Public class User {. / / omit the known code @ Override public int hashCode () {return Objects.hash (name, age);}} / / at this point, map.get (user2) can get the correct value of 90.

After rewriting the hashCode, when using the custom object as the key, you should also be careful not to change the content of the object during use, which will lead to a change in the hashCode value and will not get the correct result. As follows

Public class TestHashCode {public static void main (String [] args) {User user = new User ("zhangsan", 20); HashMap map = new HashMap (); map.put (user,90); System.out.println (map.get (user)); user.setAge (18); / / change the age of the object to 18 System.out.println (map.get (user)) }} / / print result: / / 90 / / null

You will find that after modification, the value you get is null. This is also the first point in the hashCode source code comments, the premise that the hashCode value remains the same is that the information of the object has not been modified. If it is modified, it may cause the hashCode value to change.

At this time, do you think of any other problems? For example, why is the String class designed to be immutable?
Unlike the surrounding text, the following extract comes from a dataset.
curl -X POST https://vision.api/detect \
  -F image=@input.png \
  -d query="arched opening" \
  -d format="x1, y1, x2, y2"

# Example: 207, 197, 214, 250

When String is used as the key of HashMap here, it can be counted as a reason. You certainly don't want to be fine when you put it in, but you can't find the element when you take it out.

Inside the String class, there is a variable (hash) to cache the hashCode value of the string. The hash value is guaranteed to remain unchanged only if the string is immutable.

When hashCode is equal, does equals have to be equal?

Apparently not. In the source code of HashMap, we can see that when the hashCode is equal (resulting in a hash collision), we also need to compare their equals to determine whether it is the same object. Therefore, when hashCode is equal, equals is not necessarily equal.

On the other hand, if equals is equal, must hashCode be equal? That's a must. Equals are all equal, which means that they are considered to be the same element in HashMap, so hashCode values must also be guaranteed to be equal.

Conclusion:

HashCode is equal, equals is not necessarily equal.

HashCode is not the same as equals.

Equals is equal, hashCode must be equal.

Equals is not necessarily different, hashCode is not necessarily different.

With regard to this last point, it is the third point mentioned in the hashCode source code comments. When the equals is not equal, it is not necessary to guarantee that their hashCode is not equal. However, in order to improve the efficiency of the hash table, it is better to design it as unequal.

Because, since we know that they are no longer equal, then when hashCode is designed to be unequal. As long as comparing hashCode is not equal, we can directly return null instead of comparing equals. In this way, the number of comparisons is reduced and the efficiency is undoubtedly improved.

At this point, the study of "what is hashCode" is over. I hope to be able to solve your doubts. The collocation of theory and practice can better help you learn, go and try it! If you want to continue to learn more related knowledge, please continue to follow the website, the editor will continue to work hard to bring you more practical articles!

Welcome to subscribe "Shulou Technology Information " to get latest news, interesting things and hot topics in the IT industry, and controls the hottest and latest Internet news, technology news and IT industry trends.

*The comments in the above article only represent the author's personal views and do not represent the views and positions of this website. If you have more insights, please feel free to contribute and share.